Итак, трынка — весьма азартная игра. Семинаристы — дети сравнительно состоятельных родителей — в одну ночь проигрывали все родительские деньги, выданные на расходы, а иногда проигрывали и вещи чуть ли не вплоть до штанов. Но это не останавливало страстей, и на следующую ночь игра снова начиналась.
Семинарское начальство жестоко преследовало «трыночников». Достаточно было уличить семинариста в игре в трынку, он тут же лишался казенного или полуказенного содержания, а иногда даже исключался из семинарии, в отдельных случаях «с волчьим билетом», т. е. без права поступления в другое учебное заведение. Естественно, что игроки в трынку очень боялись внезапного появления в спальне инспектора или его помощника. Обычно, во избежание подобных неприятностей, игроки нанимали двух сторожей (нередко из числа проигравшихся) и платили им по копейке с варки и по 3 коп. с переварки. Часа за два таким путем можно было заработать гривенник и больше и снова сесть за игру.

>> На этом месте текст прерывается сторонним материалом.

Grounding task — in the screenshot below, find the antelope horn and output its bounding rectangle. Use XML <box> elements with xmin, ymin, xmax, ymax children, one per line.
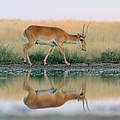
<box><xmin>85</xmin><ymin>23</ymin><xmax>90</xmax><ymax>36</ymax></box>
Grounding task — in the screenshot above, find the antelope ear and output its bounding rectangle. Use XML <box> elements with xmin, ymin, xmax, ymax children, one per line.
<box><xmin>77</xmin><ymin>33</ymin><xmax>80</xmax><ymax>37</ymax></box>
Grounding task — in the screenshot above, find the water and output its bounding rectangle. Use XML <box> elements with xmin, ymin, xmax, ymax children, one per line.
<box><xmin>0</xmin><ymin>69</ymin><xmax>120</xmax><ymax>120</ymax></box>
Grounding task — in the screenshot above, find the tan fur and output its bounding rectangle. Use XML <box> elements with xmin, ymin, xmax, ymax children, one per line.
<box><xmin>24</xmin><ymin>25</ymin><xmax>86</xmax><ymax>65</ymax></box>
<box><xmin>24</xmin><ymin>71</ymin><xmax>87</xmax><ymax>109</ymax></box>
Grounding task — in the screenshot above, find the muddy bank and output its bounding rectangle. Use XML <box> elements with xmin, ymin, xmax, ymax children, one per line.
<box><xmin>0</xmin><ymin>63</ymin><xmax>120</xmax><ymax>72</ymax></box>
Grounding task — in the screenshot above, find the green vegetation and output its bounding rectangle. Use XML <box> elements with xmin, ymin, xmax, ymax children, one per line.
<box><xmin>0</xmin><ymin>46</ymin><xmax>21</xmax><ymax>64</ymax></box>
<box><xmin>0</xmin><ymin>46</ymin><xmax>120</xmax><ymax>64</ymax></box>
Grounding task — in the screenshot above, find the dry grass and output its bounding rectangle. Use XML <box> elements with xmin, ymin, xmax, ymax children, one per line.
<box><xmin>0</xmin><ymin>20</ymin><xmax>120</xmax><ymax>57</ymax></box>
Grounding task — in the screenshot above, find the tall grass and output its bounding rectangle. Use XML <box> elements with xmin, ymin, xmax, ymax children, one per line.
<box><xmin>0</xmin><ymin>20</ymin><xmax>120</xmax><ymax>64</ymax></box>
<box><xmin>0</xmin><ymin>46</ymin><xmax>21</xmax><ymax>64</ymax></box>
<box><xmin>0</xmin><ymin>46</ymin><xmax>120</xmax><ymax>64</ymax></box>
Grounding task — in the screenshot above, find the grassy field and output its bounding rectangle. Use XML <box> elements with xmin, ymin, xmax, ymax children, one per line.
<box><xmin>0</xmin><ymin>20</ymin><xmax>120</xmax><ymax>64</ymax></box>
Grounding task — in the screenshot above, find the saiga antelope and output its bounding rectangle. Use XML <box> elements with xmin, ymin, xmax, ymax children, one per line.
<box><xmin>24</xmin><ymin>71</ymin><xmax>89</xmax><ymax>110</ymax></box>
<box><xmin>24</xmin><ymin>24</ymin><xmax>88</xmax><ymax>65</ymax></box>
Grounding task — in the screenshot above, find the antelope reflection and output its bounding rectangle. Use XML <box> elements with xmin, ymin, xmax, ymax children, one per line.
<box><xmin>24</xmin><ymin>70</ymin><xmax>89</xmax><ymax>110</ymax></box>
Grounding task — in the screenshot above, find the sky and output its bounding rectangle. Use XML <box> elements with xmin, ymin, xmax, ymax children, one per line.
<box><xmin>0</xmin><ymin>0</ymin><xmax>120</xmax><ymax>21</ymax></box>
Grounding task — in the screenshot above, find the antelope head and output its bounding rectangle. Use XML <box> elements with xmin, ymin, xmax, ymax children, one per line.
<box><xmin>77</xmin><ymin>24</ymin><xmax>89</xmax><ymax>51</ymax></box>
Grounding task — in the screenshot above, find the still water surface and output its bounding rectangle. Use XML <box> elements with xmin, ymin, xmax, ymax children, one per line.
<box><xmin>0</xmin><ymin>70</ymin><xmax>120</xmax><ymax>119</ymax></box>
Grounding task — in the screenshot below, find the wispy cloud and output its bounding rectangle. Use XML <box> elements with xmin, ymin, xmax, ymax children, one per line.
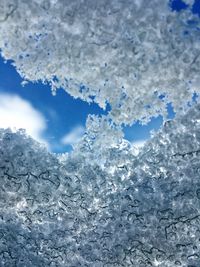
<box><xmin>0</xmin><ymin>93</ymin><xmax>49</xmax><ymax>149</ymax></box>
<box><xmin>61</xmin><ymin>125</ymin><xmax>85</xmax><ymax>145</ymax></box>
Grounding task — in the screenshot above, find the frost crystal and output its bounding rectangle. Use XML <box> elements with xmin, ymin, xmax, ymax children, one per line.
<box><xmin>0</xmin><ymin>0</ymin><xmax>200</xmax><ymax>124</ymax></box>
<box><xmin>0</xmin><ymin>105</ymin><xmax>200</xmax><ymax>267</ymax></box>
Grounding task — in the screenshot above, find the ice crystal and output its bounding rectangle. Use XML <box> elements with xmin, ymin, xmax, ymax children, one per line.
<box><xmin>0</xmin><ymin>0</ymin><xmax>200</xmax><ymax>124</ymax></box>
<box><xmin>0</xmin><ymin>105</ymin><xmax>200</xmax><ymax>267</ymax></box>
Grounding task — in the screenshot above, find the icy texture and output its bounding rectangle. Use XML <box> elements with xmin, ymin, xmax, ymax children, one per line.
<box><xmin>0</xmin><ymin>0</ymin><xmax>200</xmax><ymax>124</ymax></box>
<box><xmin>0</xmin><ymin>105</ymin><xmax>200</xmax><ymax>267</ymax></box>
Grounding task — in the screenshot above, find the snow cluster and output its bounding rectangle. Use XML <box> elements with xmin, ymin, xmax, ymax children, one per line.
<box><xmin>0</xmin><ymin>0</ymin><xmax>200</xmax><ymax>267</ymax></box>
<box><xmin>0</xmin><ymin>0</ymin><xmax>200</xmax><ymax>124</ymax></box>
<box><xmin>0</xmin><ymin>105</ymin><xmax>200</xmax><ymax>267</ymax></box>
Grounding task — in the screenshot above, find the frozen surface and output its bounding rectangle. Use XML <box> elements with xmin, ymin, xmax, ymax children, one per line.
<box><xmin>0</xmin><ymin>0</ymin><xmax>200</xmax><ymax>124</ymax></box>
<box><xmin>0</xmin><ymin>105</ymin><xmax>200</xmax><ymax>267</ymax></box>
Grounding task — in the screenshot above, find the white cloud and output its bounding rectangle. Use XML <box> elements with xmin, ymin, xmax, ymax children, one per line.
<box><xmin>0</xmin><ymin>93</ymin><xmax>48</xmax><ymax>146</ymax></box>
<box><xmin>131</xmin><ymin>140</ymin><xmax>146</xmax><ymax>155</ymax></box>
<box><xmin>61</xmin><ymin>125</ymin><xmax>85</xmax><ymax>145</ymax></box>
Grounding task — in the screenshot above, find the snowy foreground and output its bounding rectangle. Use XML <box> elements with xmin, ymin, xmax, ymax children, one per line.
<box><xmin>0</xmin><ymin>0</ymin><xmax>200</xmax><ymax>267</ymax></box>
<box><xmin>0</xmin><ymin>105</ymin><xmax>200</xmax><ymax>267</ymax></box>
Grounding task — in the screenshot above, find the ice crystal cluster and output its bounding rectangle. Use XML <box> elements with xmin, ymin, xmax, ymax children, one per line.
<box><xmin>0</xmin><ymin>105</ymin><xmax>200</xmax><ymax>267</ymax></box>
<box><xmin>0</xmin><ymin>0</ymin><xmax>200</xmax><ymax>124</ymax></box>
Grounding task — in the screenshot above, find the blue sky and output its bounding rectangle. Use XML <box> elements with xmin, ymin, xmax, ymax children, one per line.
<box><xmin>0</xmin><ymin>0</ymin><xmax>200</xmax><ymax>153</ymax></box>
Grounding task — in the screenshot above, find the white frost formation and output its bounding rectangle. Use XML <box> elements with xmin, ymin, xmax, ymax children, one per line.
<box><xmin>0</xmin><ymin>0</ymin><xmax>200</xmax><ymax>124</ymax></box>
<box><xmin>0</xmin><ymin>105</ymin><xmax>200</xmax><ymax>267</ymax></box>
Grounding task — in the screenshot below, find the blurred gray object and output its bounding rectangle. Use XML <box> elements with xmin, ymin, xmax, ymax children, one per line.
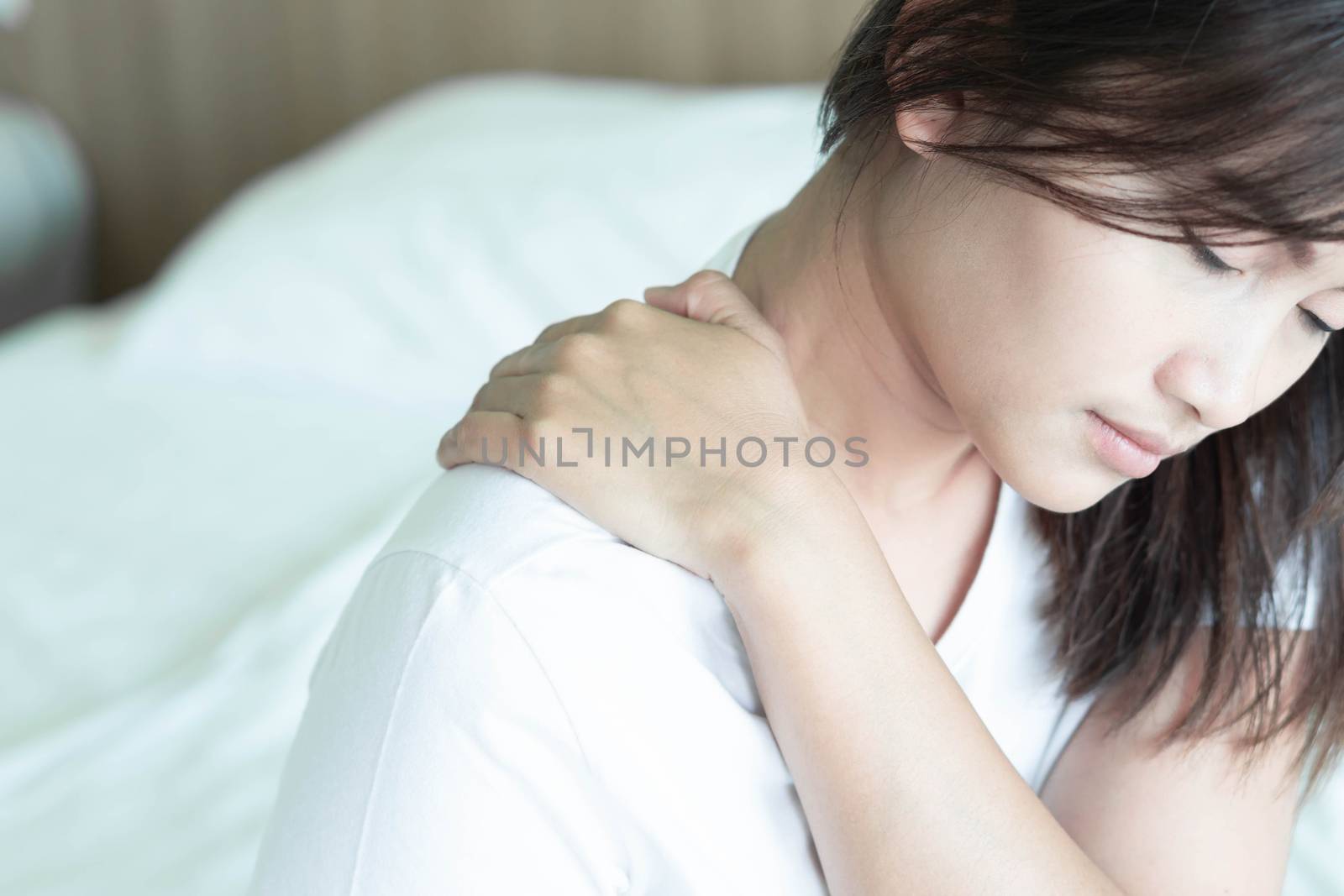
<box><xmin>0</xmin><ymin>97</ymin><xmax>92</xmax><ymax>327</ymax></box>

Сторожа дежурили у обеих дверей, ведущих в спальню. При признаках появления инспектора или его помощника (а они были настоящими сыщиками) сторожа негромко шикали: «Тш-ш-ш». При этом прежде всего гасилась лампа, и спальня погружалась в полную темноту, под покровом которой игроки разбегались по своим койкам, уничтожив предварительно все улики. В таком случае инспектор, войдя в спальню, зажигал свечу и делал вид, что он ничего не заметил. При этом только задавался вопрос: «Кто дежурный?» Когда тот отзывался, инспектор спрашивал: «Почему не горит лампа?» Наконец зажигалась лампа и инспектор уходил «не солоно хлебавши».
Не всегда, однако, дело ограничивалось лишь мелким беспокойством. Когда игра была «маленькой», нанимался всего один сторож, который стоял лишь у одних дверей. Инспектор же мог войти и через другую дверь. В этом случае иногда действовало «товарищество». Кто-либо за спиной вошедшего инспектора шикал, и дело кончалось как обычно. Инспектор, почти накрывший игроков, делал вид, что ничего не заметил. Зря шикать не полагалось, виновных просто избивали.
Бывали, однако, исключительные случаи. Как говорилось, помимо двух дверей в спальню имелась еще и третья дверь, крепко запертая. Она находилась почти напротив моей койки. Помощник инспектора, живший за этой дверью (фамилию его забыл, он вскоре должен был уйти из семинарии «от греха»), был ярым сыщиком-службистом. Он «из кожи лез», чтобы продемонстрировать перед начальством свое рвение. Семинаристы его дружно не любили, особенно его перестали терпеть после одного случая.